The ACE/Normed Transport Distraction Device is designed for use in totally or partially edentulous mandibles or maxillae to increase bone height and mass by means of distraction osteogenesis. As clinically defined the gradual step lengthening of a callus for distraction osteogenesis can be achieved with the transitory use of the ACE/Normed Transport Distraction Device. This ACE/Normed transitory monofocal or bifocal distraction device is indicated for use in maxillofacial alveolar and small craniofacial skeletal bones.

Clinical Indications are as follows:

· Tumor Resections
Severe trauma which make continuous bone segments no longer possible
· Bone grafting defects
· Severe open mandibular fractures
· Facial deformity corrections

Device Description

AI/ML Overview

This document is a 510(k) clearance letter from the FDA for a medical device called the "Normed Bone Transport" (also referred to as the ACE/Normed Transport Distraction Device).
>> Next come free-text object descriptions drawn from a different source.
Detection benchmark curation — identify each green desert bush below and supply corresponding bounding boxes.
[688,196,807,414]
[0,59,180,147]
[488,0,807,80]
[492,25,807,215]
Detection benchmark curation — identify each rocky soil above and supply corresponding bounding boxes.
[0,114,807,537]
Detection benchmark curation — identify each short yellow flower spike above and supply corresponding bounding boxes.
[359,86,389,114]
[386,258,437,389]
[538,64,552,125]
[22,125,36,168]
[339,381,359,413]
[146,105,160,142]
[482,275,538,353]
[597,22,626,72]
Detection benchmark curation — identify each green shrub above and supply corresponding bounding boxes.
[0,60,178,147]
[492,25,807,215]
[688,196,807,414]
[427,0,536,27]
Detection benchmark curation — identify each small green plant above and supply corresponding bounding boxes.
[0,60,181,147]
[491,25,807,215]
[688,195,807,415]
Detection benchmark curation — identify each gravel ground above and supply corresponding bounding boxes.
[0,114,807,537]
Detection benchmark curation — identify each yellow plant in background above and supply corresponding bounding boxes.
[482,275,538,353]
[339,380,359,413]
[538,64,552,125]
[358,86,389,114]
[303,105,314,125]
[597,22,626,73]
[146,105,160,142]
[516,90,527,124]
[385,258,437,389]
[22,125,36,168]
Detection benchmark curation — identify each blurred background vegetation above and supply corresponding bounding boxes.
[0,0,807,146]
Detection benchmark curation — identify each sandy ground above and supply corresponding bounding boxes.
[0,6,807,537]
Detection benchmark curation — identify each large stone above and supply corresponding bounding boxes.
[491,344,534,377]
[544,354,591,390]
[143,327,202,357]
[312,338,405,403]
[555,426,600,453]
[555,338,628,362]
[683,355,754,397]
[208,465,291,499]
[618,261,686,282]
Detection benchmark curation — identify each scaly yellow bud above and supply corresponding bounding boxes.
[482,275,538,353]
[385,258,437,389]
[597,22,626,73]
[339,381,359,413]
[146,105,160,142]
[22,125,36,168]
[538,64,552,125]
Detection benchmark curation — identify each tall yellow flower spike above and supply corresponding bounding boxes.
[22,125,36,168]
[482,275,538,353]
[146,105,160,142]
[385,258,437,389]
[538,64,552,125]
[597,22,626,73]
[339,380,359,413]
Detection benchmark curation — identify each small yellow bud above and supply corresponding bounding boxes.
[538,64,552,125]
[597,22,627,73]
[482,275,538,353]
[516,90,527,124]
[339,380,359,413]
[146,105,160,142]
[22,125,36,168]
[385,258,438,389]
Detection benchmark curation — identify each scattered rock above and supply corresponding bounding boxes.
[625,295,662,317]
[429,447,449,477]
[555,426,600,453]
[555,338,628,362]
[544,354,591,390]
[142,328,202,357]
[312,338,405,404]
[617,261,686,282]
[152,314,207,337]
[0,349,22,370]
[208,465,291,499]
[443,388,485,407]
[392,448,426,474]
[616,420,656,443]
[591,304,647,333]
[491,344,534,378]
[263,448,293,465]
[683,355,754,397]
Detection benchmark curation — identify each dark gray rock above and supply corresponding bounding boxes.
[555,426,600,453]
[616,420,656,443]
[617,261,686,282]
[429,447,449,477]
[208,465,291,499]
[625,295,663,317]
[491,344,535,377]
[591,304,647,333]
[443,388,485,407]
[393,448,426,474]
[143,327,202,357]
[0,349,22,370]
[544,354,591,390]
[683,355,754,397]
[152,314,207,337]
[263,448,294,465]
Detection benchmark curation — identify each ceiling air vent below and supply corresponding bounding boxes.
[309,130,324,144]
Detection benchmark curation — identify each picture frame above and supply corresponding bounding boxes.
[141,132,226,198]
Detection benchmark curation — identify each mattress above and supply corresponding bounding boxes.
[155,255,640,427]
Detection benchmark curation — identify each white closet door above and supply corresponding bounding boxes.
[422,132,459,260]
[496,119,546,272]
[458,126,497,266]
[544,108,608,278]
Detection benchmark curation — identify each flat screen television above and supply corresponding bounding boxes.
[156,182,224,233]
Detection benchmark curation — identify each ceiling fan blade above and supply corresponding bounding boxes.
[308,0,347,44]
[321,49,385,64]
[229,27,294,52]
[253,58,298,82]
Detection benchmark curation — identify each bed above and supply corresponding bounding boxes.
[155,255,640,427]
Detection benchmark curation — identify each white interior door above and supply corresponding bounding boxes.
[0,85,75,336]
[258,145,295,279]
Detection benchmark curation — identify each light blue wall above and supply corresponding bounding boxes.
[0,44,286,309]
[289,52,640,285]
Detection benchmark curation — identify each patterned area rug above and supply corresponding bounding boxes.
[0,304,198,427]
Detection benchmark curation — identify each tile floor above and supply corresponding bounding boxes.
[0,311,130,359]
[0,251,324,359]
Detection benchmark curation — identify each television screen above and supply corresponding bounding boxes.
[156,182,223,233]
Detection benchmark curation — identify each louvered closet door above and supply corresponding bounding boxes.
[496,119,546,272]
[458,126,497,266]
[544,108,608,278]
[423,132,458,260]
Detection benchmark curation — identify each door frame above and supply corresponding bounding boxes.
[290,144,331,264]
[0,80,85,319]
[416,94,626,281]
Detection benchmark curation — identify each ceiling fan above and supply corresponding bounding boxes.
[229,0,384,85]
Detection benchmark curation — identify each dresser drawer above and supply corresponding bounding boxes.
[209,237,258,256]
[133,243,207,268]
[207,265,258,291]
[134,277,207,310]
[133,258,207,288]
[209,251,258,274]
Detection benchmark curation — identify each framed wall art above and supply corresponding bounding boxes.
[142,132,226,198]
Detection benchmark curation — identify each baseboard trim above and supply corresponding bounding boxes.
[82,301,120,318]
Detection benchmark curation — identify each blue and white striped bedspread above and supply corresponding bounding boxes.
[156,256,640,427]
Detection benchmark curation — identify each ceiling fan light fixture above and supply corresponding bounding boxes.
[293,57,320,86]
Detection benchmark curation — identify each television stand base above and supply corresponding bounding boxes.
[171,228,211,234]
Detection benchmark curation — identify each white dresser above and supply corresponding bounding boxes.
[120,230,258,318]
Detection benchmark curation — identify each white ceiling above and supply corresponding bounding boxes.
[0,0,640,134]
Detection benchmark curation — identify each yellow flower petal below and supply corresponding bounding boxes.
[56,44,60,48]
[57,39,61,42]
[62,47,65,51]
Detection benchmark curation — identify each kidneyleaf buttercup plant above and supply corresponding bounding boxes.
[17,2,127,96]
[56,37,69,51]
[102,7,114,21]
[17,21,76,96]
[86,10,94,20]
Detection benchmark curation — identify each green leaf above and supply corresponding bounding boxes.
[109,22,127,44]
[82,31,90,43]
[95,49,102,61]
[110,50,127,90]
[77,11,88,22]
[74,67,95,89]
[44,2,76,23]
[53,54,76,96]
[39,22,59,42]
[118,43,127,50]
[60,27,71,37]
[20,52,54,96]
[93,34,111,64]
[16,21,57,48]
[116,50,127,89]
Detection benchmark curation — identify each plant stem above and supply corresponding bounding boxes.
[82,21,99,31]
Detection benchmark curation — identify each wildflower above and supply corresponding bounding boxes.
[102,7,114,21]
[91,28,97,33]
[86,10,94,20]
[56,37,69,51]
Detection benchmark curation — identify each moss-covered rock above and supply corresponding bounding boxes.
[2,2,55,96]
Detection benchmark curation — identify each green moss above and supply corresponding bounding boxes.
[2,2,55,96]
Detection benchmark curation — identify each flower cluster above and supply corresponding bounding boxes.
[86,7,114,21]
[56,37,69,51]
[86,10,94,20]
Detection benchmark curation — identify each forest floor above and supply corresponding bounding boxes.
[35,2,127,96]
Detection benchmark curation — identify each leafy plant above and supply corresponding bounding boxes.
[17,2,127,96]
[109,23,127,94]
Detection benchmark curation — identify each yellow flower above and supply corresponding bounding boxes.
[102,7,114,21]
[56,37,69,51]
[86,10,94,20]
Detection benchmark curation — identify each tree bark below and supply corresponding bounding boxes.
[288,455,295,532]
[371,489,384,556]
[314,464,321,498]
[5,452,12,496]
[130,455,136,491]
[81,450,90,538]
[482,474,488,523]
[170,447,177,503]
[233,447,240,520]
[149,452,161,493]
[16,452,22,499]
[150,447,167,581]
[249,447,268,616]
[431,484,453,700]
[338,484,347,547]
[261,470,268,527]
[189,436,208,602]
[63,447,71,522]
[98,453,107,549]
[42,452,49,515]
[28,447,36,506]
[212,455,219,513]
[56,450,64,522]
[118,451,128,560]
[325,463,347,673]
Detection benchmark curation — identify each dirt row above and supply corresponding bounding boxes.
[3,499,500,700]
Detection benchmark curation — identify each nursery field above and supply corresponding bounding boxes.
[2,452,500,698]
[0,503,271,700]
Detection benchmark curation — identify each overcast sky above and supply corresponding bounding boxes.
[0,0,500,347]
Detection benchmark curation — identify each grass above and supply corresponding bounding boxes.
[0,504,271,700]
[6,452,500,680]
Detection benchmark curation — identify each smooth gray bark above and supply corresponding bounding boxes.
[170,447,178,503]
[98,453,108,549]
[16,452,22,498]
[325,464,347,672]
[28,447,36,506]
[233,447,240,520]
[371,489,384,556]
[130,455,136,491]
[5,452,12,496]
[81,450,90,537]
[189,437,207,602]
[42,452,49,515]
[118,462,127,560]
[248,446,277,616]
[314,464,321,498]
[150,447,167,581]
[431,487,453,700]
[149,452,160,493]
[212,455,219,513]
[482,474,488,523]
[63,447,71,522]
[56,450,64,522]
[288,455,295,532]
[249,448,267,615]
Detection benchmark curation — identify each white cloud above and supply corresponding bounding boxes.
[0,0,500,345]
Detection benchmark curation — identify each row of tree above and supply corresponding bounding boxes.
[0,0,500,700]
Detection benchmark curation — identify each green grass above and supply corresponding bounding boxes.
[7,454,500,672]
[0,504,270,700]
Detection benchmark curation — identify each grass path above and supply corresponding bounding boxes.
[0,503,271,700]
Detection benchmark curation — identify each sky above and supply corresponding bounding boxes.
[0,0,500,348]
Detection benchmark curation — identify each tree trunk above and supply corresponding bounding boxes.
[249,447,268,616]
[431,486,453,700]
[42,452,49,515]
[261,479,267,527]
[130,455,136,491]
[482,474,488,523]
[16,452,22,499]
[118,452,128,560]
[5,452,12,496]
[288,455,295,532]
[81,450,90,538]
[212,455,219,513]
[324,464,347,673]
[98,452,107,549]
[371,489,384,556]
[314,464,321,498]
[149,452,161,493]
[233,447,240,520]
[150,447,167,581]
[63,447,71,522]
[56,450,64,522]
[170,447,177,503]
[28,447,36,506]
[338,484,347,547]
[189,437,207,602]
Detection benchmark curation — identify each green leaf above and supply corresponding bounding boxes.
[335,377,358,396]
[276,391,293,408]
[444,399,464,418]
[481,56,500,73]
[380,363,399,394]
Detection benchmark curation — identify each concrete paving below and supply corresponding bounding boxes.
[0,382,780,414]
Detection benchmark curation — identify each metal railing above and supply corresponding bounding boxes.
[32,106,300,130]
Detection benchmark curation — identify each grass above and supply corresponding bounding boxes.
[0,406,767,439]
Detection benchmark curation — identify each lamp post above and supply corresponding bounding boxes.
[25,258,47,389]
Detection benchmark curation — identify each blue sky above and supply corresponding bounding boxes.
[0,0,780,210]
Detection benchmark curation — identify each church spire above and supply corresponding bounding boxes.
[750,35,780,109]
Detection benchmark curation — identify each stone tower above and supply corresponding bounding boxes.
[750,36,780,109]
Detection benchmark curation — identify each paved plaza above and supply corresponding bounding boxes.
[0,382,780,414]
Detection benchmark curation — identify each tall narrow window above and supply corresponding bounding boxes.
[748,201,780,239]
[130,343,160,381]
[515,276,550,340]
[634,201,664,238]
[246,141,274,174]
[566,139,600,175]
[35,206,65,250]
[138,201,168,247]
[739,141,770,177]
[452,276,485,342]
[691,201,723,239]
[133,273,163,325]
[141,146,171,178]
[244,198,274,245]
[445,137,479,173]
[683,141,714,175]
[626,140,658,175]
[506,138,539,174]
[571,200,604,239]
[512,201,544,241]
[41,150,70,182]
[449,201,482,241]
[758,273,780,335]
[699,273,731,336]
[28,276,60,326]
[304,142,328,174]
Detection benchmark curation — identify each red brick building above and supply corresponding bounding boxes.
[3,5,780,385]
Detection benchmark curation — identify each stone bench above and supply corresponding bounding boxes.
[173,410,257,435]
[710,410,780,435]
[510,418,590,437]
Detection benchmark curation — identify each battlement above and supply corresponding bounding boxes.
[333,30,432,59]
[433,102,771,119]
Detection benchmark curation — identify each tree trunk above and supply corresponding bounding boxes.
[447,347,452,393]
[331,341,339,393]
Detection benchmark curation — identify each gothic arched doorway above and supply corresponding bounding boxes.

This type of document does not contain the detailed study information, acceptance criteria, or performance data that your request asks for.

The 510(k) clearance process focuses on demonstrating substantial equivalence to a predicate device, rather than proving device performance against specific, pre-defined acceptance criteria in the way a clinical trial for a new drug or a novel high-risk device might.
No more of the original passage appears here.